# Build a pipeline for continuous model training

## Objectives

The following steps cover this process:

1. Acquire and prepare dataset in BigQuery.
2. Create and upload a custom training package. When executed, it reads data from the dataset and trains the model.
3. Build a Vertex AI Pipeline. This pipeline executes the custom training package, uploads the model to the Vertex AI Model Registry, runs the evaluation job, and sends an email notification.
4. Manually run the pipeline.
5. Create a Cloud Function with an Eventarc trigger that runs the pipeline whenever new data is inserted into the BigQuery dataset.

In [1]:
! python3 -c "from google.cloud import aiplatform; print('aiplatform SDK version: {}'.format(aiplatform.__version__))"
! python3 -c "from google.cloud import bigquery; print('bigquery SDK version: {}'.format(bigquery.__version__))"
! python3 -c "import kfp; print('KFP SDK version: {}'.format(kfp.__version__))"
! python3 -c "import google_cloud_pipeline_components; print('google_cloud_pipeline_components version: {}'.format(google_cloud_pipeline_components.__version__))"

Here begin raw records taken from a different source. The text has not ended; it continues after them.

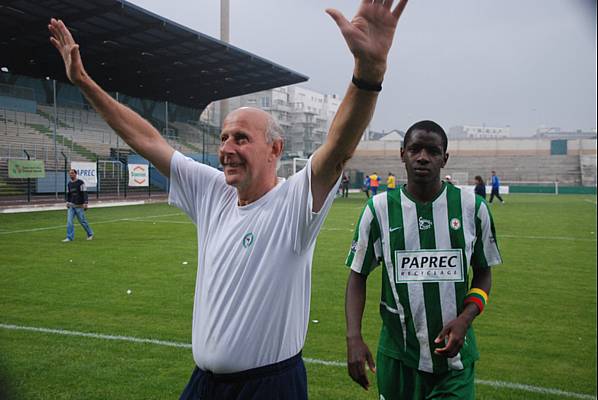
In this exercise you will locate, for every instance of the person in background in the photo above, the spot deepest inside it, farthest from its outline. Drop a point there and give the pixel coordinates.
(495, 188)
(480, 187)
(391, 182)
(345, 185)
(366, 186)
(76, 204)
(374, 183)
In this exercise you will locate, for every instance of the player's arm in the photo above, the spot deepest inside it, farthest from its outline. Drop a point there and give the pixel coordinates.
(135, 131)
(454, 332)
(369, 36)
(358, 353)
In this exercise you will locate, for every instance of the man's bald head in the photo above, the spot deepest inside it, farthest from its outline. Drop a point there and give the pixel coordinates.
(271, 129)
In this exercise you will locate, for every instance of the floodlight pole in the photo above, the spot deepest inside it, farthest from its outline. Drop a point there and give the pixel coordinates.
(55, 146)
(166, 116)
(225, 37)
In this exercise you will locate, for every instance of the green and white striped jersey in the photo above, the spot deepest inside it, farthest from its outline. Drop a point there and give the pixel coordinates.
(425, 250)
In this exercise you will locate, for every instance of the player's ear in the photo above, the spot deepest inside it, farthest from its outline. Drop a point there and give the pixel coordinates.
(445, 159)
(277, 148)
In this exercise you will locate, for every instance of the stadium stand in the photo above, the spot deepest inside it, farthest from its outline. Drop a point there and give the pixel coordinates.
(516, 160)
(49, 116)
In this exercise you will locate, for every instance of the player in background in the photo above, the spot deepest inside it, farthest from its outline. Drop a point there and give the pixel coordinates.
(391, 182)
(425, 235)
(374, 183)
(76, 205)
(495, 191)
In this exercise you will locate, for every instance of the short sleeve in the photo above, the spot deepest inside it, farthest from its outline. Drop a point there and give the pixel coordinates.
(304, 222)
(190, 183)
(365, 253)
(485, 252)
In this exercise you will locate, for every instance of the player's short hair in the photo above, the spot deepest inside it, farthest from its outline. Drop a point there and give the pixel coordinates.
(427, 126)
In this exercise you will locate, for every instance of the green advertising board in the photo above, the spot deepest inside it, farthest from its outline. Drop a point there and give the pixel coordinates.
(26, 169)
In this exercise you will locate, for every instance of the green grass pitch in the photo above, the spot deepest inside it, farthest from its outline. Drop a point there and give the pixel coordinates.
(537, 337)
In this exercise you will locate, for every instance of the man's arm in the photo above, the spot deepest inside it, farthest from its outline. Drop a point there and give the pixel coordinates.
(454, 332)
(358, 352)
(135, 131)
(369, 36)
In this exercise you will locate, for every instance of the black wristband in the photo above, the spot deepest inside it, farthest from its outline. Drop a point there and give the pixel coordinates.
(363, 85)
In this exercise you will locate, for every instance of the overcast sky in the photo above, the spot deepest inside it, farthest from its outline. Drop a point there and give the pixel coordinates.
(523, 63)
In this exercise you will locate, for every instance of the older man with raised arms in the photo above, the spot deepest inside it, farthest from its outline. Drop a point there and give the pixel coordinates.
(256, 234)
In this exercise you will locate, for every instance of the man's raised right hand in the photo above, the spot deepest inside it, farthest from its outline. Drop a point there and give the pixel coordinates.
(62, 39)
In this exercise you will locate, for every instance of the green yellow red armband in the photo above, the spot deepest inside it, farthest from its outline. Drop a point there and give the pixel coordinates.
(478, 297)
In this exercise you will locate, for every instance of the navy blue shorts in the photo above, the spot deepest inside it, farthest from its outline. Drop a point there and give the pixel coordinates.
(283, 380)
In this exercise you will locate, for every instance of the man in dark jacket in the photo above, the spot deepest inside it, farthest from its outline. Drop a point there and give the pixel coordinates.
(76, 205)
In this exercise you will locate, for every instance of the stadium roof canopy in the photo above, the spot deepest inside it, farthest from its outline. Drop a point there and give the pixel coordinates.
(133, 51)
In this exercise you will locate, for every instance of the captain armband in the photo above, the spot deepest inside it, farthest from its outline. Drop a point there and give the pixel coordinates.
(478, 297)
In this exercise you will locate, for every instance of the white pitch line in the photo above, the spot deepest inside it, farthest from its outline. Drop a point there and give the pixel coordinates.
(496, 384)
(92, 223)
(165, 222)
(568, 238)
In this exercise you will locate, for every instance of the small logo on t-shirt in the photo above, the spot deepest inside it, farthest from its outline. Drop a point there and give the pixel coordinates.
(424, 224)
(455, 224)
(248, 239)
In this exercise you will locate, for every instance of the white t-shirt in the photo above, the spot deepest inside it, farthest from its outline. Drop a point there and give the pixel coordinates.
(253, 284)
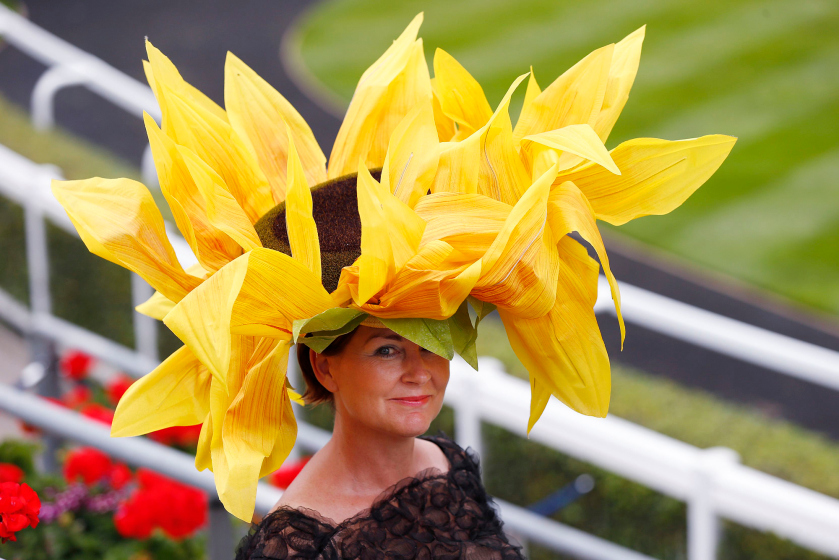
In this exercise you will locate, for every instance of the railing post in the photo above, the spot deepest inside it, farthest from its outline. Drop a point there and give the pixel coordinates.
(42, 349)
(703, 523)
(220, 545)
(145, 328)
(43, 94)
(467, 419)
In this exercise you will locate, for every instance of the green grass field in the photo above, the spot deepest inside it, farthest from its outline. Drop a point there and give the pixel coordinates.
(765, 71)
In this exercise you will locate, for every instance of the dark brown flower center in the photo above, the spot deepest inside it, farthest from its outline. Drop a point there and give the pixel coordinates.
(335, 210)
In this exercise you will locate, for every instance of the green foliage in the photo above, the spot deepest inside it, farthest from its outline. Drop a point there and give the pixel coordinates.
(632, 515)
(759, 70)
(89, 536)
(82, 534)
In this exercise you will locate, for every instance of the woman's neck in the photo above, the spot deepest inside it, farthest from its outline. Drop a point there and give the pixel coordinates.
(371, 460)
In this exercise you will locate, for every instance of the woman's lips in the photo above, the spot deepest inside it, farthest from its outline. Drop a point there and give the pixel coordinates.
(413, 401)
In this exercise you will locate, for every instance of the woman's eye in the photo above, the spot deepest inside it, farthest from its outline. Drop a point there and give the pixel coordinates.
(386, 351)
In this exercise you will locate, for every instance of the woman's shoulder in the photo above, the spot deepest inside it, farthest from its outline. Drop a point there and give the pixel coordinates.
(459, 459)
(285, 534)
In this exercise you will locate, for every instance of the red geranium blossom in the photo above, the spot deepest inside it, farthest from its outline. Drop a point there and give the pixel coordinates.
(99, 413)
(19, 509)
(88, 464)
(120, 476)
(282, 478)
(117, 387)
(76, 365)
(160, 502)
(10, 473)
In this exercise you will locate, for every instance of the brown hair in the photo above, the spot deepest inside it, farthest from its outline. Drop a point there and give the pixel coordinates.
(315, 392)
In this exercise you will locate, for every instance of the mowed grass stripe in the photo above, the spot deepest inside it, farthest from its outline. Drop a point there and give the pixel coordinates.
(496, 40)
(765, 71)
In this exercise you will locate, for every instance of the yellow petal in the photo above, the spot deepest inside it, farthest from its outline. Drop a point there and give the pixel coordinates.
(211, 246)
(432, 285)
(390, 235)
(459, 167)
(117, 219)
(387, 91)
(576, 140)
(253, 426)
(175, 393)
(575, 256)
(573, 98)
(223, 210)
(461, 97)
(621, 77)
(412, 156)
(261, 293)
(532, 92)
(540, 394)
(520, 267)
(161, 72)
(222, 392)
(568, 210)
(656, 176)
(503, 175)
(302, 231)
(157, 306)
(486, 161)
(446, 128)
(563, 351)
(264, 119)
(203, 451)
(214, 141)
(468, 222)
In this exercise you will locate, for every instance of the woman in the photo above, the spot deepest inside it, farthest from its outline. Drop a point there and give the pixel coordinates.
(376, 487)
(431, 212)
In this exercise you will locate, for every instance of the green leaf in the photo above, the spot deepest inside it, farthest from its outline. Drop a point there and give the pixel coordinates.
(318, 343)
(464, 335)
(433, 335)
(337, 321)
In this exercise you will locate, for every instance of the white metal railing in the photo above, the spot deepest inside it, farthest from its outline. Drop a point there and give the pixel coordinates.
(68, 65)
(711, 482)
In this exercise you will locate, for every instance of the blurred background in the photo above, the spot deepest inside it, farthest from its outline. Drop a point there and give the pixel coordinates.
(732, 301)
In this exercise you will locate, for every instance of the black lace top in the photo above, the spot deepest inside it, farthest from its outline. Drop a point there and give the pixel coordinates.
(432, 515)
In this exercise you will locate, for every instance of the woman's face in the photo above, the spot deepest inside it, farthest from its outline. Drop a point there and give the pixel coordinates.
(384, 382)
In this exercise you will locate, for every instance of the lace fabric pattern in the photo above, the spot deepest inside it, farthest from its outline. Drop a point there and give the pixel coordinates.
(431, 515)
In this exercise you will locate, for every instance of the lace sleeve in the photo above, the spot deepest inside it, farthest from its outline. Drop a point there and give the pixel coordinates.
(285, 534)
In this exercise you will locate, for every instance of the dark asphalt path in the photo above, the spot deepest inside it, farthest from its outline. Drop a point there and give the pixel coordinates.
(196, 35)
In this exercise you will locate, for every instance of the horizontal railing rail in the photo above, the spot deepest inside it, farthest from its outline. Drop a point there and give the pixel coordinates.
(67, 66)
(140, 452)
(711, 482)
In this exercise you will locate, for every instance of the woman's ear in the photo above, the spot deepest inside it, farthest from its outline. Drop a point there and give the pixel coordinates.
(320, 367)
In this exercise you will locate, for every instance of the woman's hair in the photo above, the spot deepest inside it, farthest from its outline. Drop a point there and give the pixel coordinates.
(315, 392)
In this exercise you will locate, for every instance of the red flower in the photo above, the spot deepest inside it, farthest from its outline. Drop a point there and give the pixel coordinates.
(99, 413)
(117, 387)
(10, 473)
(282, 478)
(120, 476)
(160, 502)
(88, 464)
(75, 365)
(185, 436)
(77, 397)
(19, 509)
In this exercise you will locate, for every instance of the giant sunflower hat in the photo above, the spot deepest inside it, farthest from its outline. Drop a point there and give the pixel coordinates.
(431, 203)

aiplatform SDK version: 1.71.0
bigquery SDK version: 3.25.0
KFP SDK version: 2.7.0
google_cloud_pipeline_components version: 2.17.0


In [3]:
VERSION = "v2"

In [4]:
from google.cloud import aiplatform
from google.cloud import bigquery
from google.cloud import storage

from pprint import pprint
# from time import time
import time

print(f'aiplatform SDK version: {aiplatform.__version__}')
print(f'bigquery SDK version: {bigquery.__version__}')

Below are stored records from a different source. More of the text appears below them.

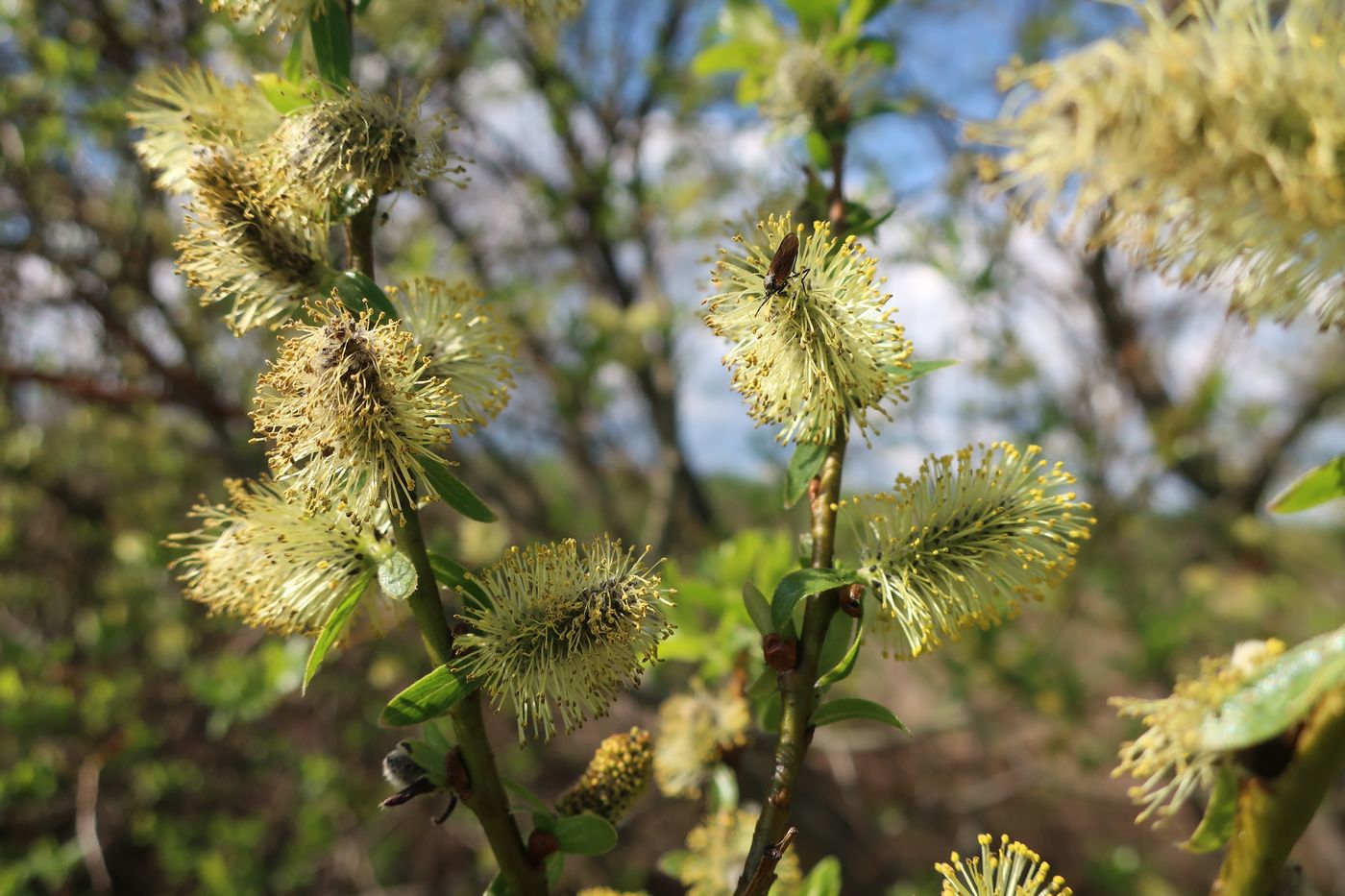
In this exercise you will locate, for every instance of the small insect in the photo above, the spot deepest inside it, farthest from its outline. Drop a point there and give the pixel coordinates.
(780, 271)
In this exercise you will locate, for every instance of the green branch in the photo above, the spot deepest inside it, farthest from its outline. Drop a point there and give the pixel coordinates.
(796, 685)
(1271, 814)
(486, 794)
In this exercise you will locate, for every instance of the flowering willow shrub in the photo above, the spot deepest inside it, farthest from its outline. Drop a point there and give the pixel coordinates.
(1206, 144)
(370, 382)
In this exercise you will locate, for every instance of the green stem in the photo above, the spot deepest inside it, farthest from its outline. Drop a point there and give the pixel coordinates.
(487, 797)
(796, 685)
(1271, 814)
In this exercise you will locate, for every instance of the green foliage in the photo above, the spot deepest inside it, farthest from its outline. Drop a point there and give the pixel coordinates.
(1277, 697)
(713, 626)
(429, 697)
(1314, 487)
(454, 493)
(854, 708)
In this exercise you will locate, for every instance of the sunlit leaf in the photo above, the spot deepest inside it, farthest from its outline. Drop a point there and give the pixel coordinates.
(1277, 697)
(804, 465)
(584, 835)
(1216, 826)
(430, 697)
(1314, 487)
(797, 586)
(850, 708)
(332, 628)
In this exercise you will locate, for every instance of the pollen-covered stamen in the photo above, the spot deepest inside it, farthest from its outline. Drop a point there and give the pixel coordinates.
(466, 342)
(696, 731)
(271, 564)
(242, 249)
(1012, 869)
(615, 778)
(352, 412)
(567, 630)
(359, 141)
(1165, 758)
(824, 349)
(966, 543)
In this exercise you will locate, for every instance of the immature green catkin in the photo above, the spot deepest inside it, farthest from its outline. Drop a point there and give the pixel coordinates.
(615, 778)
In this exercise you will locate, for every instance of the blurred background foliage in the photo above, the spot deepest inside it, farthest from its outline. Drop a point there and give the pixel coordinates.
(147, 748)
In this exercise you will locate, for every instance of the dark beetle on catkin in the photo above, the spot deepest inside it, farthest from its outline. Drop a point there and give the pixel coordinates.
(780, 271)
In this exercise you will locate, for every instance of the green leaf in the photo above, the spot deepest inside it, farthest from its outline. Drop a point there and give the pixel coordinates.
(726, 56)
(843, 668)
(1278, 695)
(429, 697)
(293, 66)
(397, 576)
(554, 868)
(453, 492)
(436, 738)
(331, 42)
(451, 573)
(333, 627)
(814, 15)
(584, 835)
(837, 641)
(285, 96)
(823, 880)
(530, 798)
(359, 294)
(1314, 487)
(804, 465)
(757, 608)
(918, 369)
(723, 788)
(802, 583)
(847, 708)
(769, 714)
(1216, 826)
(819, 151)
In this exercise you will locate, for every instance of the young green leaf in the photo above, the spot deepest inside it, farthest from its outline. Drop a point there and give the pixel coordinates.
(453, 492)
(847, 708)
(918, 369)
(332, 628)
(358, 294)
(293, 64)
(397, 576)
(722, 790)
(530, 798)
(1278, 695)
(1216, 826)
(843, 668)
(757, 608)
(430, 697)
(584, 835)
(804, 465)
(836, 643)
(451, 573)
(797, 586)
(331, 42)
(554, 868)
(1314, 487)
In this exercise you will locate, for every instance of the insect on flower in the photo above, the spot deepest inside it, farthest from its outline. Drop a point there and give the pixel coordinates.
(780, 272)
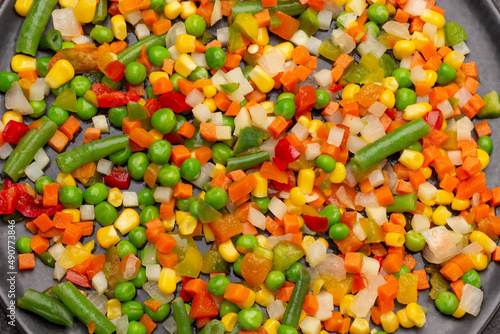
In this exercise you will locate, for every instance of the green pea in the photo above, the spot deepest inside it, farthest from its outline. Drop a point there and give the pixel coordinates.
(71, 197)
(414, 241)
(135, 73)
(57, 115)
(136, 327)
(333, 214)
(326, 163)
(80, 85)
(121, 157)
(160, 314)
(378, 13)
(217, 285)
(38, 108)
(137, 165)
(169, 176)
(249, 319)
(486, 144)
(220, 153)
(472, 277)
(446, 302)
(404, 98)
(338, 232)
(23, 245)
(105, 213)
(85, 109)
(215, 57)
(446, 74)
(216, 197)
(95, 194)
(125, 247)
(322, 99)
(148, 214)
(191, 169)
(285, 108)
(402, 76)
(157, 54)
(41, 182)
(146, 197)
(275, 280)
(292, 273)
(163, 120)
(195, 25)
(140, 279)
(101, 34)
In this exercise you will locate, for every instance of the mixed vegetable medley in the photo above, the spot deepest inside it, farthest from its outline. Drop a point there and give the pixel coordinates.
(315, 164)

PROJECT_ID = "hybrid-vertex"
REGION = "us-central1"
BUCKET_NAME = f"ct-pipeline-{VERSION}"
BUCKET_URI = f"gs://{BUCKET_NAME}"

bq_client = bigquery.Client(
    project=PROJECT_ID,
    location=REGION
)

# Set the project id
! gcloud config set project {PROJECT_ID}

aiplatform SDK version: 1.71.0
bigquery SDK version: 3.25.0
Updated property [core/project].


In [5]:
! gcloud storage buckets create $BUCKET_URI --location=$REGION --project=$PROJECT_ID

Creating gs://ct-pipeline-v2/...


In [6]:
! ls

README.md			    ct-training.yaml  requirements.txt
continuous_training_pipeline.ipynb  data_prep.ipynb   training_package


Copy the training package to the bucket

# Custom training package

### training package directory

```
training_package
├── __init__.py
├── setup.py
└── trainer
    ├── __init__.py
    └── task.py
```

Run `setup.py` to create source distribution for training app

In [7]:
! cd training_package && python setup.py sdist --formats=gztar && cd ..

running sdist
running egg_info
writing trainer.egg-info/PKG-INFO
writing dependency_links to trainer.egg-info/dependency_links.txt
writing requirements to trainer.egg-info/requires.txt
writing top-level names to trainer.egg-info/top_level.txt
reading manifest file 'trainer.egg-info/SOURCES.txt'
writing manifest file 'trainer.egg-info/SOURCES.txt'

running check
creating trainer-0.1
creating trainer-0.1/trainer
creating trainer-0.1/trainer.egg-info
copying files to trainer-0.1...
copying setup.py -> trainer-0.1
copying trainer/__init__.py -> trainer-0.1/trainer
copying trainer/task.py -> trainer-0.1/trainer
copying trainer.egg-info/PKG-INFO -> trainer-0.1/trainer.egg-info
copying trainer.egg-info/SOURCES.txt -> trainer-0.1/trainer.egg-info
copying trainer.egg-info/dependency_links.txt -> trainer-0.1/trainer.egg-info
copying trainer.egg-info/requires.txt -> trainer-0.1/trainer.egg-info
copying trainer.egg-info/top_level.txt -> trainer-0.1/trainer.egg-info
copying trainer.egg-info/SOURCES

In [8]:
! gcloud storage cp training_package/dist/trainer-0.1.tar.gz $BUCKET_URI/

Copying file://training_package/dist/trainer-0.1.tar.gz to gs://ct-pipeline-v2/trainer-0.1.tar.gz
  Completed files 1/1 | 3.2kiB/3.2kiB                                          


# Vertex Experiments

In [76]:
EXPERIMENT_NAME   = f'training-{VERSION}'

# new experiment
invoke_time       = time.strftime("%Y%m%d-%H%M%S")
RUN_NAME          = f'run-{invoke_time}'

CHECKPT_DIR       = f"{BUCKET_URI}/{EXPERIMENT_NAME}/chkpoint"
BASE_OUTPUT_DIR   = f"{BUCKET_URI}/{EXPERIMENT_NAME}/{RUN_NAME}"
LOG_DIR           = f"{BASE_OUTPUT_DIR}/logs"
DATA_DIR          = f"{BASE_OUTPUT_DIR}/data"
ARTIFACTS_DIR     = f"{BASE_OUTPUT_DIR}/artifacts"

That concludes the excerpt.